Читаем Пир бессмертных: Книги о жестоком, трудном и великолепном времени. Цепи и нити. Том VI полностью

Чистенький дворик, бегают куры. Две голые женщины доят козу. Одна, сидя на земле, возится у вымени, другая стоит на коленях и, подняв козе хвостик, старательно ртом надувает ей сзади воздух.

— Что она делает? Зачем?

— Очень полезно: много молока даст коза! — авторитетно заявляет капрал.

Щелк! Снимок № 2 записан в блокнот.

— Нужно будет купить белую козочку Люонге! Пусть играет.

Идем дальше. Вот рынок. Здесь пестро, дымно и шумно: водянистый блеск рыб, яркие пятна фруктов, затейливые украшения и костюмы толпы — веселая картина, радующая глаз художника. Я брожу среди шума и гама, выискивая интересный сюжет. И вдруг вижу: на циновке сидит молодая женщина и продает фрукты и пшено, ее муж, очевидно сопровождающий сюда жену из соседнего поселка, стоит рядом, ожидает окончания торговли, лениво глядя по сторонам. Он стоит, изящно изогнувшись, опираясь на пучок тонких копий, стройный и черный, как живая статуэтка, и… меланхолически в одиночку занимается любовью! Я захожу так и этак, позиция выбрана, снимок № 3 готов!

Становится жарко.

«Пора домой, — думаю я, пряча фотоаппарат. — Не забыть сказать Люонге…»

— Черт побери! — восклицаю громко, внимательный капрал уже берет под козырек:

— Господин?

«Почему все мои мысли, о чем бы я ни подумал, неизменно бегут к Люонге? Что она мне? Живая игрушка? Эй, белый господин, осторожность!»

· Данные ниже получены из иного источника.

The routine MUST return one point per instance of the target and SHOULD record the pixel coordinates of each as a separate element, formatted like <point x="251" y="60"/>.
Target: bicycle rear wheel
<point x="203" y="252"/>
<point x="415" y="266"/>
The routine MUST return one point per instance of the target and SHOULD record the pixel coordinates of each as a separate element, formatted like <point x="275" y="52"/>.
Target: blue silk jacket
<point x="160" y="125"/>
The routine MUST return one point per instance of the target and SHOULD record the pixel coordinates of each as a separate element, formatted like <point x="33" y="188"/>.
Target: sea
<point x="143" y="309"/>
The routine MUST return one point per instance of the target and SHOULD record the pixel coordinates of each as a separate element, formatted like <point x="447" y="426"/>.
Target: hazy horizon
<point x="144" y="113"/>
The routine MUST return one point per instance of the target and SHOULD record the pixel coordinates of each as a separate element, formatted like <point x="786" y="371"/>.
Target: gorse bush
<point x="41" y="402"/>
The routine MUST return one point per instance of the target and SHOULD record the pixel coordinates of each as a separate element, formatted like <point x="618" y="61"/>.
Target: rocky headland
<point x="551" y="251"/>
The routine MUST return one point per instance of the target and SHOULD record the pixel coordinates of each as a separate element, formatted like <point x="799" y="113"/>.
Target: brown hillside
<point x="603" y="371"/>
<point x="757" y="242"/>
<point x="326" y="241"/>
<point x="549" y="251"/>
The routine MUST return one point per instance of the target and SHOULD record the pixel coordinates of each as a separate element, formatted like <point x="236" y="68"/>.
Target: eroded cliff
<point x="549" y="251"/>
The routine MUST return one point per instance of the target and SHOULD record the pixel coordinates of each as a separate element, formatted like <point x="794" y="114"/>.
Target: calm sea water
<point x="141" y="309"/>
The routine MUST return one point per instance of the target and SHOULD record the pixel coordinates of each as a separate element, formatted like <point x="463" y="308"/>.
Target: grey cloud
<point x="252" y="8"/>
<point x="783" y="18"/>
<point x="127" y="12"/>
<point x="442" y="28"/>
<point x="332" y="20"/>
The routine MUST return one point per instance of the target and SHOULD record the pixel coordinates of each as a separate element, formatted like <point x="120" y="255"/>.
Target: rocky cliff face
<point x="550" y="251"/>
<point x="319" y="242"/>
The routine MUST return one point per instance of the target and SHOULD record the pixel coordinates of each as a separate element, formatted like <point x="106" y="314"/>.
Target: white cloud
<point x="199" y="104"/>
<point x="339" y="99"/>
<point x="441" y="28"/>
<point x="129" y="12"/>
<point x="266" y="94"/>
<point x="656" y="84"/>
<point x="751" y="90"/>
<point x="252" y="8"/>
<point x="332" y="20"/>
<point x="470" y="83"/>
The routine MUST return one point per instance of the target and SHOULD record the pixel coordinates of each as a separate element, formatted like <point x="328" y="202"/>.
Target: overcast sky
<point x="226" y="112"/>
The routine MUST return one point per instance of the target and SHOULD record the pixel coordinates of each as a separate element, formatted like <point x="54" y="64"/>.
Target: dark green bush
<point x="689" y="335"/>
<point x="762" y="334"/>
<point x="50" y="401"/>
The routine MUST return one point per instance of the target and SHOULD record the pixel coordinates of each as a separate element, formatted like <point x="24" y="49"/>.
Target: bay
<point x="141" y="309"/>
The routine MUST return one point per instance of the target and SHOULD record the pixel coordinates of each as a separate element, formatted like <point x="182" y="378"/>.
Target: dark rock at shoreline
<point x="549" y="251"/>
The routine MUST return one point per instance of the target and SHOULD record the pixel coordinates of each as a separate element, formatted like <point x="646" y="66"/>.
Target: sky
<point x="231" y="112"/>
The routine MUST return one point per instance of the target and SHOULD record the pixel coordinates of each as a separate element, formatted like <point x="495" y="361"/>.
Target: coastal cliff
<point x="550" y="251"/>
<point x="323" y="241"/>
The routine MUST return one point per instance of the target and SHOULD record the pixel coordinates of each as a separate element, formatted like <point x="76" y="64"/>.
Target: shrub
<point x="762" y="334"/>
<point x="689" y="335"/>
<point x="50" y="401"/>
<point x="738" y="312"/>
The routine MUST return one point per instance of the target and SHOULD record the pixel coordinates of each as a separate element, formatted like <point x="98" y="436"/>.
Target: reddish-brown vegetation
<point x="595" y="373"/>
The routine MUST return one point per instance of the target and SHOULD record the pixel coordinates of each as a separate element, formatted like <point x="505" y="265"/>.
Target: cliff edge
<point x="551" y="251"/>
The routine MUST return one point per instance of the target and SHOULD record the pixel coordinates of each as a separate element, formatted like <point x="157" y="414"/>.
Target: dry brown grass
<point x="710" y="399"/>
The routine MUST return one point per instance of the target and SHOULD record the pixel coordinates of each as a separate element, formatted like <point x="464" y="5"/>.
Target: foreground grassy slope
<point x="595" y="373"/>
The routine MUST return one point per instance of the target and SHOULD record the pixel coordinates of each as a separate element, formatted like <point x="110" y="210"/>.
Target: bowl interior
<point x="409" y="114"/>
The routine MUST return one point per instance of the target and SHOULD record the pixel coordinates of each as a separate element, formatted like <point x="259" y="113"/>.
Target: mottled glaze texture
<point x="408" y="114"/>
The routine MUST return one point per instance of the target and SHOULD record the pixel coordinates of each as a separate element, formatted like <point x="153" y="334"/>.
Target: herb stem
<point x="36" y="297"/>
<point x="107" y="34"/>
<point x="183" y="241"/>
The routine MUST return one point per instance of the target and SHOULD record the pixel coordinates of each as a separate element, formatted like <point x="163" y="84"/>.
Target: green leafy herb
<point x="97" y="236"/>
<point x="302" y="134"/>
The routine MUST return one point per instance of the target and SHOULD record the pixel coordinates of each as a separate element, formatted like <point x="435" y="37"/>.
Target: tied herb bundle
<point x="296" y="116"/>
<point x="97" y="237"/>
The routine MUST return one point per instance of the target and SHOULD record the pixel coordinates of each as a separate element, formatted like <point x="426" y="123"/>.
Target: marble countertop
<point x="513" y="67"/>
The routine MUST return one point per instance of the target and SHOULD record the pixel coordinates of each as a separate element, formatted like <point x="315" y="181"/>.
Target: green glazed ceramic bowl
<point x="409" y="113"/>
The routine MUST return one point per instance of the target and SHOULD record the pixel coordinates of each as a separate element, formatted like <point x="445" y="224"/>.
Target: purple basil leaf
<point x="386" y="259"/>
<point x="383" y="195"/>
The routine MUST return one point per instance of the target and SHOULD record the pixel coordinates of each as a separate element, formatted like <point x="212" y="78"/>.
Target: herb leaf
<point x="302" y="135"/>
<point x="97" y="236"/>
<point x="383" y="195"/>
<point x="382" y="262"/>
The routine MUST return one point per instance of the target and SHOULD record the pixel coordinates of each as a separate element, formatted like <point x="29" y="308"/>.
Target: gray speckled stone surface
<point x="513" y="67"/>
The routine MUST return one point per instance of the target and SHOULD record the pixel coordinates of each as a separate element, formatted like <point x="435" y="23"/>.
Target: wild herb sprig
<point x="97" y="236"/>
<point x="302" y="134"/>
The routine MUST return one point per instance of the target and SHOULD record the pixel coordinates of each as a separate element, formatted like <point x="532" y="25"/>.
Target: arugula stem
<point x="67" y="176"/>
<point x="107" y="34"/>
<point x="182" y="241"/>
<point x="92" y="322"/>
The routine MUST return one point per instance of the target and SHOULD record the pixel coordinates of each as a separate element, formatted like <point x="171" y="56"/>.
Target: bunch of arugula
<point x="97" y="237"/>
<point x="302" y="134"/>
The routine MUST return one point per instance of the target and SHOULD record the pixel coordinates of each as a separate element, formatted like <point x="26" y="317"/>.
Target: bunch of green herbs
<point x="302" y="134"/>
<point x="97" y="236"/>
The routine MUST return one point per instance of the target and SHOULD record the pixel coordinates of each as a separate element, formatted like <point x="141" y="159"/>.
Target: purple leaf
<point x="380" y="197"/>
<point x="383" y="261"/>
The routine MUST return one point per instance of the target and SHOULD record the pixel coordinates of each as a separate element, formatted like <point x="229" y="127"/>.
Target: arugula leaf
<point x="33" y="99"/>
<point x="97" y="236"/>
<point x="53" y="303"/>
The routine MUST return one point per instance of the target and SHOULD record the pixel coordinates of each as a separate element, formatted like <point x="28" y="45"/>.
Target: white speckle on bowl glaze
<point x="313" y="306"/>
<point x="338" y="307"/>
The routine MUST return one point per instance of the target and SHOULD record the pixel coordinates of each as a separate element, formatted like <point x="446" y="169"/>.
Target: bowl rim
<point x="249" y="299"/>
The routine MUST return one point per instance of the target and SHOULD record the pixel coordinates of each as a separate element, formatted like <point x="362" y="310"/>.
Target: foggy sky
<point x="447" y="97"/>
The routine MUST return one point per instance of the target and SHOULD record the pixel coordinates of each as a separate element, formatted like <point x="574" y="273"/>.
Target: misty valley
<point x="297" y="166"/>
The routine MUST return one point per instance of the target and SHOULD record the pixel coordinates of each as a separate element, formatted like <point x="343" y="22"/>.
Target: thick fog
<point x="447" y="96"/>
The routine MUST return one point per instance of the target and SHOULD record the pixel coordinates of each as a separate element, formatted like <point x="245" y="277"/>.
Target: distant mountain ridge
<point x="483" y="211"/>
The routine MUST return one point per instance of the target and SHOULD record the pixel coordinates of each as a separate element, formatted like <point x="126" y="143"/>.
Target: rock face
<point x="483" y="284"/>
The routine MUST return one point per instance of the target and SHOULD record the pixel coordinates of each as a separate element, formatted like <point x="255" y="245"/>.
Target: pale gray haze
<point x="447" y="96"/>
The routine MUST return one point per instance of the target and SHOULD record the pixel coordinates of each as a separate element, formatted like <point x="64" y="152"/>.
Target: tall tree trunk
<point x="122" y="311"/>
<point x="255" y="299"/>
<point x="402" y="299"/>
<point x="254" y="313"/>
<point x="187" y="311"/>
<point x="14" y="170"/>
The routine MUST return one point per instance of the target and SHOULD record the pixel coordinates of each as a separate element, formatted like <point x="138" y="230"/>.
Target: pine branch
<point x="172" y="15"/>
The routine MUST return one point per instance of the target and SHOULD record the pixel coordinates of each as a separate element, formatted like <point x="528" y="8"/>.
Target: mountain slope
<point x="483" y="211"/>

После обеда я уснул. Меня будит крик на веранде. Хрипло лает капрал, как серебряный колокольчик звенит голосок Люонги. Выглядываю. Оба держат по моему сапогу, капрал наступает с кулаками, Люонга смущена.

— В чем дело?

— Дал ей чистить твои сапоги, господин. Сама просила. Ушел за водой. Всю мазь съела. Целую банку! Восемь франков, вот написана цена!

Доказательства преступления явные — у Люонги лицо так измазано ваксой, как у наших детей иногда вареньем. Она что-то лепечет, держа обеими руками тяжелый сапог.

— Что она говорит?

— Хотела понюхать, нечаянно съела.

Я беру маленькую преступницу за ухо и веду в комнату. Капрал, довольно ухмыляясь, берется за щетку, я закрываю дверь. Мы садимся на пол. Носовым платком и одеколоном я вытираю ей губы и щеки, мою руки мылом. Она с любопытством косится на розовый кусочек, поймав этот взгляд, я прячу мыло в чемодан — так надежнее! Потом наливаю себе виски, закуриваю, сажусь на постель и с притворной серьезностью начинаю проповедь. Люонга слушает, сложив скромно ручки, сделав соответствующее случаю лицо, но живые черные глаза косят на мои вещи, шарят по комнате и, наконец, останавливаются на красной коробке с сахаром. Она знает ее — ей за послушание всегда выдается кусочек. Я никогда не воспитывал детей, но педагогический опыт у меня есть, так как я выдрессировал не одну охотничью собаку. Когда мир восстановлен, мы начинаем беседу — знаками, улыбками, словами на своих языках, вообще, вполне понятный разговор. Я достаю очередные подарки — освободившиеся за день коробочки и бутылочки. Она раскладывает их на полу, любуется, гримасничает, как птичка щелкает языком. Я думаю, временами она вовсе забывает обо мне, увлекшись игрой, но когда я отворачиваюсь к сигаретам, она быстро подвешивает в уши вместо сережек пуговицы и сует ко мне плутоватое личико, ожидая похвалы.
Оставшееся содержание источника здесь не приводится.